There are days I don't even feel anxious — not in the shaking, breathless way we've been taught to recognize it.
There are days where I just feel... off. Like I’m floating slightly outside of myself. Hyperaware, yet emotionally unavailable. Unable to answer simple questions. I’ll cancel plans, avoid messages, and get irritated by small sounds. I’ll be scrolling, eating, cleaning — and somehow, still running.
But lately, I’ve been wondering:
Am I actually anxious?
Or is my anxiety just speaking in a language I never learned how to translate?
Maybe anxiety isn’t always fear. Maybe it’s grief in disguise.
Maybe it’s all the unsaid things — the swallowed words, the unresolved tension, the goodbyes I never got to say — rising to the surface, needing somewhere to go.
Maybe anxiety is the cry your body lets out when you keep forcing it to be silent.
No one ever taught us that emotional repression has symptoms.
That you can feel anxious because you're heartbroken.
That you can feel anxious because your boundaries are being stepped on but you’re too scared to say, “That’s enough.”
That anxiety can be a sign that you’re not in the wrong life, but in the wrong room.
What if anxiety is your body’s desperate attempt to finally be heard?
To say: “I’m overwhelmed.”
To say: “This is too much, and I don’t know how to tell anyone without sounding dramatic.”
To say: “I’m tired of shrinking, of being polite, of pretending to be okay.”
We’ve normalized emotional silence for so long that when the body finally finds a way to make noise — through tight chests, sweaty palms, racing thoughts — we call it a malfunction. But what if it’s communication? What if it’s protest?
Have you asked your anxiety what it’s trying to say?
Maybe you’re not anxious.
Maybe you’re grieving who you had to become just to survive.
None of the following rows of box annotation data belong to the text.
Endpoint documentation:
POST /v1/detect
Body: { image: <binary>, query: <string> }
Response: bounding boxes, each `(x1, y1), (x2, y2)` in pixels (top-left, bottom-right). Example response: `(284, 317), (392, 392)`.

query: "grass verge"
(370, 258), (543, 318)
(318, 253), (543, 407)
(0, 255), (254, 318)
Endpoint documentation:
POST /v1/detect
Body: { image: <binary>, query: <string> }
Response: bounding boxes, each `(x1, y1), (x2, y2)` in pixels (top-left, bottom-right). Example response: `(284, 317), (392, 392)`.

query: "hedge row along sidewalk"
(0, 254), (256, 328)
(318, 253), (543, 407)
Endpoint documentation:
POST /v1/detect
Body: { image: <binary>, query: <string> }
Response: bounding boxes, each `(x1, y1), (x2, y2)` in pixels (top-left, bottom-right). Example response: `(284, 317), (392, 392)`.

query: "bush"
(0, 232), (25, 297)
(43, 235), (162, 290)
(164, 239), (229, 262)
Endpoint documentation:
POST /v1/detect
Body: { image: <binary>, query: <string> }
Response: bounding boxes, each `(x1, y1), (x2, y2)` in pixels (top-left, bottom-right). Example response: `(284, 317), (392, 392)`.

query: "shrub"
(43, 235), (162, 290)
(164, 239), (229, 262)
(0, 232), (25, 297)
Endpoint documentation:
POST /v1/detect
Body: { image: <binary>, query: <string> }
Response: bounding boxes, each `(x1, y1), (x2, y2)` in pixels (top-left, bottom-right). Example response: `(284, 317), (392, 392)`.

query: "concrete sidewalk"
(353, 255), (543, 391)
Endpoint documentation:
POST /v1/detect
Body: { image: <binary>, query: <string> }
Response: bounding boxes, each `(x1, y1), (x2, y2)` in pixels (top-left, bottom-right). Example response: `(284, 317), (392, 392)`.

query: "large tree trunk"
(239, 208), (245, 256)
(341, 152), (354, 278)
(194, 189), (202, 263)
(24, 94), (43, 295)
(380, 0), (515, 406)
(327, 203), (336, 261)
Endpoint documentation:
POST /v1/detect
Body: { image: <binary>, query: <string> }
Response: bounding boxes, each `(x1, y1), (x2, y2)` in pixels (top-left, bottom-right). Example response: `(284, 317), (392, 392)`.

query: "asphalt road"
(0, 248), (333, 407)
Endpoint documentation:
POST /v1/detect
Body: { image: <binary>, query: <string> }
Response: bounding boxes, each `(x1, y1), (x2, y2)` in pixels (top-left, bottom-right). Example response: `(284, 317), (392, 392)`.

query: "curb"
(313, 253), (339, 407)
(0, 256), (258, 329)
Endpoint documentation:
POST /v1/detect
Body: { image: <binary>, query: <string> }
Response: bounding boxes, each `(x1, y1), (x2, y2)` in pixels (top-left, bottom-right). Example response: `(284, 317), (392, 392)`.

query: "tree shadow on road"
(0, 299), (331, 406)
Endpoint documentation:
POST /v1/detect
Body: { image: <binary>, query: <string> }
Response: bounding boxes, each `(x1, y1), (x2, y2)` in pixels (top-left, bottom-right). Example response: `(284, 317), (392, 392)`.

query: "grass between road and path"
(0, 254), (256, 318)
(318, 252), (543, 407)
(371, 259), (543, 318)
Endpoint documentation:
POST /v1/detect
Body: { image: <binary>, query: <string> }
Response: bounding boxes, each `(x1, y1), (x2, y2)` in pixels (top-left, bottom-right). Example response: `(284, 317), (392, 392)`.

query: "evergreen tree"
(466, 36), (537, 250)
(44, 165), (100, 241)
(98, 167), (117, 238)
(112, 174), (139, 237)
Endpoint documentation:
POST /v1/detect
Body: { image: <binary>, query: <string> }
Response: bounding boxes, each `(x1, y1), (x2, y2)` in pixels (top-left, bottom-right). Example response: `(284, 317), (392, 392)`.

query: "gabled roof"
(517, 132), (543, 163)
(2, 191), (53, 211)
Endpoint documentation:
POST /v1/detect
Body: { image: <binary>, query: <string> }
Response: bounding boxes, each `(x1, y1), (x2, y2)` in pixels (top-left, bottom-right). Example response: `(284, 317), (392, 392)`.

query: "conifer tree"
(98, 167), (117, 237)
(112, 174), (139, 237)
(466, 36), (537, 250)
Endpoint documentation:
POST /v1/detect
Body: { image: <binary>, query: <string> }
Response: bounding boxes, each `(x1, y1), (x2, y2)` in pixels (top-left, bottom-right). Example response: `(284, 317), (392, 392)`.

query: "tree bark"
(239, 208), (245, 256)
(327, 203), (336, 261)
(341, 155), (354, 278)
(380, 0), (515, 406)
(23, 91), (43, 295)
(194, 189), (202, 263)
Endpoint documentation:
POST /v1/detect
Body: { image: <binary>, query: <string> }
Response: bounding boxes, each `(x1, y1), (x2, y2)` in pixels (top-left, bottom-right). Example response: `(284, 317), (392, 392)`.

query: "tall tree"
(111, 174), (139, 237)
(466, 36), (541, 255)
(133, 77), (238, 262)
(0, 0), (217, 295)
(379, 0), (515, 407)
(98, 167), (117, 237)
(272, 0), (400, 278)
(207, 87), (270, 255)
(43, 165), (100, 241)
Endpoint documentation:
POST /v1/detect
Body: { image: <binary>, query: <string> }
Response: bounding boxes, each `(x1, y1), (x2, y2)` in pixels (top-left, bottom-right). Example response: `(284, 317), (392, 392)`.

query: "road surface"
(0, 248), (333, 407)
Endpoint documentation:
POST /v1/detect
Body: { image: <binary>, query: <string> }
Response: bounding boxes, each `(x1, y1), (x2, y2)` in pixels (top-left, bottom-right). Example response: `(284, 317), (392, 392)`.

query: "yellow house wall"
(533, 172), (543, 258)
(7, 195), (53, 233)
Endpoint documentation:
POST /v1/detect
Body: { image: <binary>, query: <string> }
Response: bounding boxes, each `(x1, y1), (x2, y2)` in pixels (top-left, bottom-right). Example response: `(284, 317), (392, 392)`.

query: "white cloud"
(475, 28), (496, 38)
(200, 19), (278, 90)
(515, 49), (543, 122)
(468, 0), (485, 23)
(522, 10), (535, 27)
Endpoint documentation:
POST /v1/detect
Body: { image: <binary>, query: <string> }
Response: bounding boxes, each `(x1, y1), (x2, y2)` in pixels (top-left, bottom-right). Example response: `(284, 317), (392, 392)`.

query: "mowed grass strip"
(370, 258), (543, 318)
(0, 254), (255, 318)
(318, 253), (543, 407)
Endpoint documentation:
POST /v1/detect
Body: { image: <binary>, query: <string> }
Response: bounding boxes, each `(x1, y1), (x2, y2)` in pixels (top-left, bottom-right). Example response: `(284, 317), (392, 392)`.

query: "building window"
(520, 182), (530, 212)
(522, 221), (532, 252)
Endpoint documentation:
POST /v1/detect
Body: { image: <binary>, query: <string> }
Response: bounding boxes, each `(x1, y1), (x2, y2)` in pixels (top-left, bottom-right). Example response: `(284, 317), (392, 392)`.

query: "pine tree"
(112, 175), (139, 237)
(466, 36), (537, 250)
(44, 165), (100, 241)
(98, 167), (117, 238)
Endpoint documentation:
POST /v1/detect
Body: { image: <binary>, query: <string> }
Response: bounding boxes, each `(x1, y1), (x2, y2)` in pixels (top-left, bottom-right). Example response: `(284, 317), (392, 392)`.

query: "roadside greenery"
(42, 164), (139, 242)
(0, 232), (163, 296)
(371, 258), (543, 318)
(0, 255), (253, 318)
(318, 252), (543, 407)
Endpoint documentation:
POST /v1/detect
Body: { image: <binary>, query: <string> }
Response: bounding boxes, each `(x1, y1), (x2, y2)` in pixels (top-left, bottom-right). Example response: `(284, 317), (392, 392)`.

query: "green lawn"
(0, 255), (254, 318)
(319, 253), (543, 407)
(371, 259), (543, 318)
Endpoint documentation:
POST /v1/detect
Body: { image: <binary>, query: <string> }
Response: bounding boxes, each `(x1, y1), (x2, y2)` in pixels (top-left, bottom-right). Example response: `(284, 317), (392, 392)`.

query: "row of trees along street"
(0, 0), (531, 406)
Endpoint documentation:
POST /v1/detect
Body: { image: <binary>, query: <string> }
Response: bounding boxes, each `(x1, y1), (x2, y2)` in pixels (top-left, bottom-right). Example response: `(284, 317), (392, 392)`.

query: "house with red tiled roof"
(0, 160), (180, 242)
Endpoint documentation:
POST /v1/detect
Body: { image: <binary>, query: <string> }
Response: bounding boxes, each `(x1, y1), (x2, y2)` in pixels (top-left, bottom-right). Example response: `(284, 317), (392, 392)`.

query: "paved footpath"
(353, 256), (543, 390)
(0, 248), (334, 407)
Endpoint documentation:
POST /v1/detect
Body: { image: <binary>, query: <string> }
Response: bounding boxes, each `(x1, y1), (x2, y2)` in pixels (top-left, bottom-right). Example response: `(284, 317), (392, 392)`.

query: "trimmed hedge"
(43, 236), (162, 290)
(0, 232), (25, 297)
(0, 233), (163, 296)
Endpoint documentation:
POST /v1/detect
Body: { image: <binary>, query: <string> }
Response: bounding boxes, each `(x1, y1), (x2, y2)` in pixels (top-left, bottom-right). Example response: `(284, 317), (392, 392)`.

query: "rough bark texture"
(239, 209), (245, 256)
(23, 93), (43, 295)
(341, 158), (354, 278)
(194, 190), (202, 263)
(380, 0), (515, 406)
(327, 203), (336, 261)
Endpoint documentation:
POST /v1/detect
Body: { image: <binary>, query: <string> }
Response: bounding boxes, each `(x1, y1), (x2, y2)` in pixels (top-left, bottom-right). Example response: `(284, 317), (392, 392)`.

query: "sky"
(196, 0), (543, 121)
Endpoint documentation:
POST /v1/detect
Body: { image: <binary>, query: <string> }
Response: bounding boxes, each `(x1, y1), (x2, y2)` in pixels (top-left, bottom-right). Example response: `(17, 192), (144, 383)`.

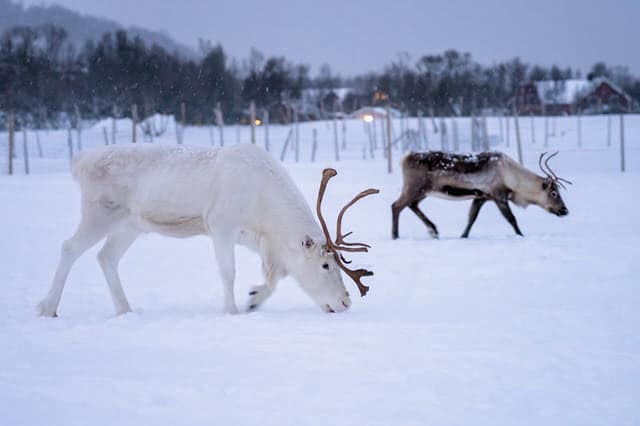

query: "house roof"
(350, 106), (402, 119)
(535, 79), (593, 105)
(534, 77), (631, 105)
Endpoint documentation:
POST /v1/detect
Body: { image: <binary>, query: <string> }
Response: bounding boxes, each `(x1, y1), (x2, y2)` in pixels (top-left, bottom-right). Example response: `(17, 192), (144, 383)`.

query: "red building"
(512, 78), (631, 115)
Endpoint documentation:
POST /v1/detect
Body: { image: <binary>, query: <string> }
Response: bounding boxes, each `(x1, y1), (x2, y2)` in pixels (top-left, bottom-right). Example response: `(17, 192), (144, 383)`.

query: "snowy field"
(0, 116), (640, 426)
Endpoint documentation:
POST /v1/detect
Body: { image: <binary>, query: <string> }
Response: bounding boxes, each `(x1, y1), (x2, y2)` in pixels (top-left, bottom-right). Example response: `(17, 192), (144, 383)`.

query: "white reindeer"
(38, 145), (377, 317)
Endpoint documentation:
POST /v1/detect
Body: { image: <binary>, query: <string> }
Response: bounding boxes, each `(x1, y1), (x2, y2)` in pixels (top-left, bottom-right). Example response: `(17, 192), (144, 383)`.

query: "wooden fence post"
(22, 125), (29, 175)
(451, 117), (460, 152)
(131, 104), (138, 143)
(111, 105), (118, 145)
(333, 113), (340, 161)
(544, 115), (549, 147)
(7, 112), (15, 175)
(214, 102), (224, 146)
(67, 126), (73, 166)
(333, 113), (340, 161)
(482, 112), (489, 151)
(262, 108), (269, 152)
(36, 129), (44, 158)
(513, 108), (523, 165)
(293, 108), (300, 163)
(311, 127), (318, 163)
(529, 112), (536, 143)
(280, 129), (293, 161)
(470, 113), (478, 152)
(249, 101), (256, 145)
(385, 105), (393, 173)
(505, 115), (511, 148)
(180, 102), (187, 145)
(576, 113), (582, 147)
(620, 113), (625, 173)
(440, 118), (449, 151)
(73, 105), (82, 152)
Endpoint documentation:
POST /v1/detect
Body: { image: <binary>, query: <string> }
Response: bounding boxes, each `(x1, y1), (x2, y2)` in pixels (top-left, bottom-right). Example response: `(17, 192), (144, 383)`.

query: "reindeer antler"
(316, 169), (380, 297)
(538, 151), (573, 189)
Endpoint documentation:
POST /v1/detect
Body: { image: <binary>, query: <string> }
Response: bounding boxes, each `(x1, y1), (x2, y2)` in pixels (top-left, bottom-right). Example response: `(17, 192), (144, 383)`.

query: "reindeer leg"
(496, 200), (523, 237)
(409, 201), (438, 238)
(98, 228), (139, 315)
(37, 201), (126, 317)
(391, 197), (407, 240)
(212, 230), (238, 314)
(460, 198), (487, 238)
(247, 262), (282, 311)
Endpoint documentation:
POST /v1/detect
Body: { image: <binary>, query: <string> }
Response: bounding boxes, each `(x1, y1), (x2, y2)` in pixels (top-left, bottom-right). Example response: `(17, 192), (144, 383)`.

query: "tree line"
(0, 26), (640, 125)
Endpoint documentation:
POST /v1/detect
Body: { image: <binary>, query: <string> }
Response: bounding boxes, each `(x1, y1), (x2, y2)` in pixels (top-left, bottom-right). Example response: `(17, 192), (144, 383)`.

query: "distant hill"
(0, 0), (197, 58)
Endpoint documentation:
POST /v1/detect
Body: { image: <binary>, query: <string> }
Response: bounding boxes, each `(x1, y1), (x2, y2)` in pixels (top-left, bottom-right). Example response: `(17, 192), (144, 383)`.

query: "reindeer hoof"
(36, 302), (58, 318)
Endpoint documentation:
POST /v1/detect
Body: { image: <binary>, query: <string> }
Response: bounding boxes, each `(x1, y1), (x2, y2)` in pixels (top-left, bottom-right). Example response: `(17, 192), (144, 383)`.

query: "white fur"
(39, 145), (351, 316)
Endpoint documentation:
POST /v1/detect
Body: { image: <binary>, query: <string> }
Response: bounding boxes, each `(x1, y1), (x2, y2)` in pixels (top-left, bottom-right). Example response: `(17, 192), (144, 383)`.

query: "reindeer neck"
(505, 161), (544, 207)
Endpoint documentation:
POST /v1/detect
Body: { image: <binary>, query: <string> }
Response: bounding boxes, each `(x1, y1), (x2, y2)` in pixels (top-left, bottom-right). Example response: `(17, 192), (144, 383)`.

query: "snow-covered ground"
(0, 116), (640, 426)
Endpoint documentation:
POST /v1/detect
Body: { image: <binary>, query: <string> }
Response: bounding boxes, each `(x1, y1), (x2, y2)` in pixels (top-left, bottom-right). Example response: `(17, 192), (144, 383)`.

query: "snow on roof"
(350, 107), (402, 119)
(535, 79), (594, 105)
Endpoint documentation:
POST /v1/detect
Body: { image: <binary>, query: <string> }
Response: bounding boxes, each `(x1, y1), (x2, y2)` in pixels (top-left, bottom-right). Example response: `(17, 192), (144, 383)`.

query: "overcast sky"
(23, 0), (640, 75)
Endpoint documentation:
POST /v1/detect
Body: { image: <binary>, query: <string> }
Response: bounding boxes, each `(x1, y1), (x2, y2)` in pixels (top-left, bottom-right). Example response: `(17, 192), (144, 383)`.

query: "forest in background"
(0, 25), (640, 127)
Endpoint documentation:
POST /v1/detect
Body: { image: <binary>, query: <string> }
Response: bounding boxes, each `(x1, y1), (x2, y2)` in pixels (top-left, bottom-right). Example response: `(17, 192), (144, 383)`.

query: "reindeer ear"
(302, 235), (316, 249)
Maybe you’re hurting in a language no one around you speaks.
Maybe you’re exhausted from being the strong one, the funny one, the always-available one.
And maybe — just maybe — your body is asking you to listen, not fix.
Because healing isn’t always about stopping the anxiety.
Sometimes it’s about letting it finish its sentence.
Sometimes it’s about sitting with it, not as a threat, but as a messenger.
So I’ll ask you, the way I’ve been asking myself lately:
Is it anxiety — or is it the only way your soul knows how to beg for softness?